Tiefste Agonie ergreift mein Wesen, ich keuche, kann vor lauter Schrecken nicht mal um Hilfe schreien. Als die eiserne Faust ein wenig lockerlässt, kipp ich nach hinten, schier ohnmächtig schleppe ich mich aus dem Bannkreis dieser tödlichen Kraft, versuche Hilfe und Tröstung bei den anderen zu holen. Ohne Sinn… sie schlafen alle tief und fest wie in magischem Bann.


Du bist Da, Wo kein Gott ist !

Du bist alleine !

Dieser mächtige Gedanke brennt regelrecht auf meiner Stirn… Dies ist der Zorn Gottes! Nun bade aus, was Du getrieben hast!

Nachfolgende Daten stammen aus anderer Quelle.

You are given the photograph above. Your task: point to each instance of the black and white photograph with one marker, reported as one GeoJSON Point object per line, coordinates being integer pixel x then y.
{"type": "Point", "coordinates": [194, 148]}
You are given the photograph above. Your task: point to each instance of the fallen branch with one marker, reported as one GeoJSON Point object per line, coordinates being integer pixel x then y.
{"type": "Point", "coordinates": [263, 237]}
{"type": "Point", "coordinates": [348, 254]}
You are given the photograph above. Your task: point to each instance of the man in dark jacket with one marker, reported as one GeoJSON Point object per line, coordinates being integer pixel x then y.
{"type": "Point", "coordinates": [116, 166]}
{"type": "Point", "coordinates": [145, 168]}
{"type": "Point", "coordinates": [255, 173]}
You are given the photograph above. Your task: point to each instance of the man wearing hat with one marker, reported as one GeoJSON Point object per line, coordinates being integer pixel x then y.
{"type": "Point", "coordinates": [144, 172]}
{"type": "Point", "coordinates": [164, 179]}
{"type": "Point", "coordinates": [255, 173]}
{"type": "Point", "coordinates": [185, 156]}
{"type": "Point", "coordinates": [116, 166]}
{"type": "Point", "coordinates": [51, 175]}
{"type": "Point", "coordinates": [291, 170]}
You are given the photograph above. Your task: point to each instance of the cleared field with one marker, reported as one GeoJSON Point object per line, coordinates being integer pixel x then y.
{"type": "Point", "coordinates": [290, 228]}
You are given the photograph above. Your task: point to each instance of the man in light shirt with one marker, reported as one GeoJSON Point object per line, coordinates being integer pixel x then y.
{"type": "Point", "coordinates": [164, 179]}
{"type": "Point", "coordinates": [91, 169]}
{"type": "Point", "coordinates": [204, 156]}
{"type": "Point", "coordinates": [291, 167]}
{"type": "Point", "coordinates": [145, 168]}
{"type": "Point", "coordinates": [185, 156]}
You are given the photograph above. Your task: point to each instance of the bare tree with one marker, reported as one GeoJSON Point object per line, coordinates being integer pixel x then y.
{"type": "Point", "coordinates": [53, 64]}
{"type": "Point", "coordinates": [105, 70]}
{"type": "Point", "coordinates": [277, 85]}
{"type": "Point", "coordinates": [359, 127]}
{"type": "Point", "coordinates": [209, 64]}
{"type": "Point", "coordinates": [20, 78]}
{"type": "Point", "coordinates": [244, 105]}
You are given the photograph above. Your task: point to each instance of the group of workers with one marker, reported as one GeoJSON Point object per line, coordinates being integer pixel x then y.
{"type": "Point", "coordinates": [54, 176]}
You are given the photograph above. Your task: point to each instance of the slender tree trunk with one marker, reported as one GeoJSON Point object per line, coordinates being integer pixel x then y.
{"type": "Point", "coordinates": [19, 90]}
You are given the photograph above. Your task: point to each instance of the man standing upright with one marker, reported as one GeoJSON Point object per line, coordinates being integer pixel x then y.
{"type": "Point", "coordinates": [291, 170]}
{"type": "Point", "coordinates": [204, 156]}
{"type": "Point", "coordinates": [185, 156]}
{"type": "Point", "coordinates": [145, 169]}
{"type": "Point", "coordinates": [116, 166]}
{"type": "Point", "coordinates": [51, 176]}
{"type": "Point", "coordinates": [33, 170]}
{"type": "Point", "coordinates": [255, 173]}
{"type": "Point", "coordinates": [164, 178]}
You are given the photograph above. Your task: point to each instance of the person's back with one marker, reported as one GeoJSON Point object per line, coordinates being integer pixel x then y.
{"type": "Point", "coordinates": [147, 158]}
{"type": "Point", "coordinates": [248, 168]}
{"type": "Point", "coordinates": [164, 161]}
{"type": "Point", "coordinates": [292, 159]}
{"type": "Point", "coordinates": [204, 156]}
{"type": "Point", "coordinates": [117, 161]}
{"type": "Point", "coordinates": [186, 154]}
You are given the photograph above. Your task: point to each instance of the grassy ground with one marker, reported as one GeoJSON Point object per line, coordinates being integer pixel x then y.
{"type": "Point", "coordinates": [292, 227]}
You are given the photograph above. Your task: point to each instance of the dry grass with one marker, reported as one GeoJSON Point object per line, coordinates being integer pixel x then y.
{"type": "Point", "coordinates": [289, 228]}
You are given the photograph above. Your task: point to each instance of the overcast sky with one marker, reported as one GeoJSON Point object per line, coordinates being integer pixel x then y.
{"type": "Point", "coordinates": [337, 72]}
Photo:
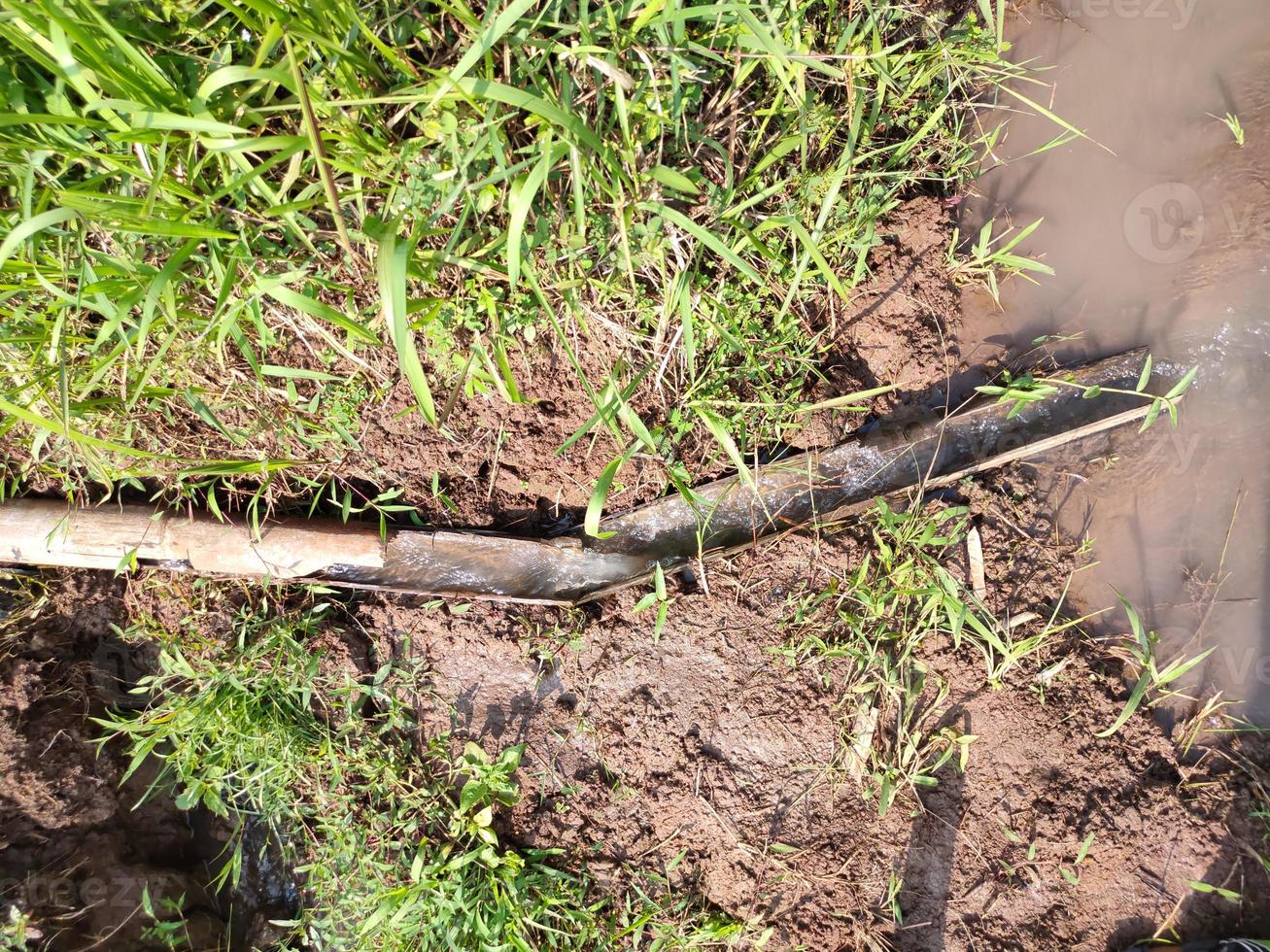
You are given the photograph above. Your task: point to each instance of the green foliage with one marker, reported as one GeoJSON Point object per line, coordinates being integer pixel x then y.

Furchtsam und doch tapfer trete ich abermals in das Inferno. Der Gestank, die eiserne Kralle - ein zweites Mal, nun nicht mehr mit derselben Wucht - ich stöhne und jaule wie ein geschlagener Hund. Was soll ich tun ? wimmert es in mir. Da…ich hab eine Idee… lasst uns den Finsterling mit Musik besänftigen! Subito baue ich meinen Synthie vor dem Abbild des Teufels auf und beginne drauflos zu orgeln. Der Gestank löst sich ins nichts auf und die eiserne Kralle weicht von meinem Herzen, ein unbeschreiblich saurer Geschmack bleibt in meinem Munde zurück, bald falle ich in einen tiefen todesähnlichen Schlaf und als ich nächstentags aufwachte, war die ganze Welt, innen und aussen, nicht mehr so, wie sie vor dieser einen Nacht war. Mein Bewusstsein hat sich total transzendiert.